What gives the President the ability to pardon or commute sentences imposed on criminals?
February 1, 2017 | View PDF
Article 2, Section 2 of the Unites States Constitution says, “... and he shall have Power to grant Reprieves and Pardons for Offenses against the United States, except in Cases of Impeachment.”
This has been in the news just prior to the inauguration of Donald Trump as President and it has become common for the outgoing President to issue pardons or commutation of sentences. With the exceptions of Presidents Harrison and Garfield all Presidents have issued pardons and/ or commutations. Harrison and Garfield did not because their deaths occurred relatively early in their Presidencies. The total may not be complete on President Obama but stands as I write this under 75 pardons or commutations. There have been many famous pardons or commutations by Presidents, some occurring much later after the prisoner’s death. Among those included are President Clinton’s brother, Roger; Confederate President Jefferson Davis; President Richard Nixon and many others. President Franklin D. Roosevelt issued well over three thousand pardons and commutations but then again he served more than two terms in office.
In looking at President Obama’s pardons and commutations, it has included less than ten Alabamians. It seems that the named Alabamians were listed due to drug offenses. At least two of those are from the tri-county area.
Notably not among those has been former Alabama Governor, Don Siegelman who has sought a pardon or commutation of his sentence from President Obama for some time. His charges included corruption, mail fraud and bribery linked to Richard Scrushy who served on a board and had contributed money to Siegelman campaign. Though an initial trial in 2004 was thrown out, Siegelman and Scrushy were both convicted in 2006. Siegelman was out of prison for a short time during his 2008 appeal but went back to prison upon losing the appeal. Scrushy was released in 2012 but Siegelman has remained in prison awaiting an August 2017 release (probation until August 2020).
Several months ago I began receiving emails concerning Siegelman’s efforts to get out of prison. As reported in other sources, Siegelman attorneys have reported prosecutorial misconduct among other things. I must say that he was not my choice for Governor and I did not agree with his push for a legalized lottery in Alabama. However, as Siegelman turns 71 later this month, I would like to see him released from prison soon. His retirement years have been spent not as a retired celebrity within the state but as a downtrodden former Alabama Governor, Lt Governor, Attorney General and Secretary of State, treated as a common criminal and from what I have read now in very poor financial shape. His son has worked tirelessly as his attorney since his admission to the Bar just a few years ago and his daughter has probably worked even harder in drumming up support for her father’s release. There has been very compelling support for his release.
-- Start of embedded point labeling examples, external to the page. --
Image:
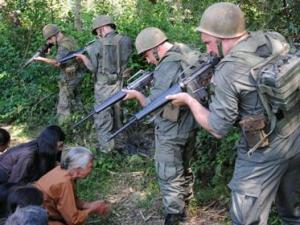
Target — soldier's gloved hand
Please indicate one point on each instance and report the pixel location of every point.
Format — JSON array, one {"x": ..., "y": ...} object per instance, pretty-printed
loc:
[
  {"x": 102, "y": 207},
  {"x": 179, "y": 99}
]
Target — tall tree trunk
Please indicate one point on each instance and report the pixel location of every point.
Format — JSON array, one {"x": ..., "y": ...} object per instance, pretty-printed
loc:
[{"x": 77, "y": 17}]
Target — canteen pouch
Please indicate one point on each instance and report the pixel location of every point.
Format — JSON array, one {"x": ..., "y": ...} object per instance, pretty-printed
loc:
[{"x": 253, "y": 128}]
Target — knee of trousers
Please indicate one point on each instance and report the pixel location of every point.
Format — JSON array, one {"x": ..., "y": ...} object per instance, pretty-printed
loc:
[
  {"x": 172, "y": 186},
  {"x": 245, "y": 209}
]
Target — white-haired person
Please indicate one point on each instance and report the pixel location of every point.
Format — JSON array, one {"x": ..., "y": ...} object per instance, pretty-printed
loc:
[{"x": 58, "y": 187}]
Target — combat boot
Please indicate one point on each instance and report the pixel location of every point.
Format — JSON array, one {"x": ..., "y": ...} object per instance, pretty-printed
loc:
[{"x": 175, "y": 219}]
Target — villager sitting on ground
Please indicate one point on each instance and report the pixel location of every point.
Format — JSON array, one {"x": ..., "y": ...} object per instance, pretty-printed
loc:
[
  {"x": 58, "y": 187},
  {"x": 27, "y": 162},
  {"x": 4, "y": 139},
  {"x": 29, "y": 215},
  {"x": 14, "y": 196}
]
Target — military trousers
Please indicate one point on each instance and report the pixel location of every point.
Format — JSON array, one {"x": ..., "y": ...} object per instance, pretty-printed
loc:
[
  {"x": 172, "y": 163},
  {"x": 257, "y": 184},
  {"x": 110, "y": 118},
  {"x": 69, "y": 98}
]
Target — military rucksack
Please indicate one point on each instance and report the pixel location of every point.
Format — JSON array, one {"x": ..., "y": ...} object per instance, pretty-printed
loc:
[{"x": 278, "y": 85}]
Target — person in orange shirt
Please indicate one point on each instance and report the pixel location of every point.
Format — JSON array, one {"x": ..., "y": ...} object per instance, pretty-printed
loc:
[{"x": 58, "y": 187}]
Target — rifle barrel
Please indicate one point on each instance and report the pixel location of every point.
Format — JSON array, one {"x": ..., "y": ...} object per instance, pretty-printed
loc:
[
  {"x": 82, "y": 120},
  {"x": 121, "y": 129}
]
In a time when President Obama’s pardons and commutations have mostly benefitted many serving time for drug offenses, it is a shame that a fellow Democrat to Governor Siegelman has not done the same for Siegelman as he has for those convicted of significant drug offenses. I just reviewed the latest Siegelman email where he states he “is at peace with whatever Obama chooses” and he prays for others he has met that he feels are unjustly being punished I do hope that Governor Siegelman finds an outlet to rebuild his life and enjoy the remainder of his retirement years.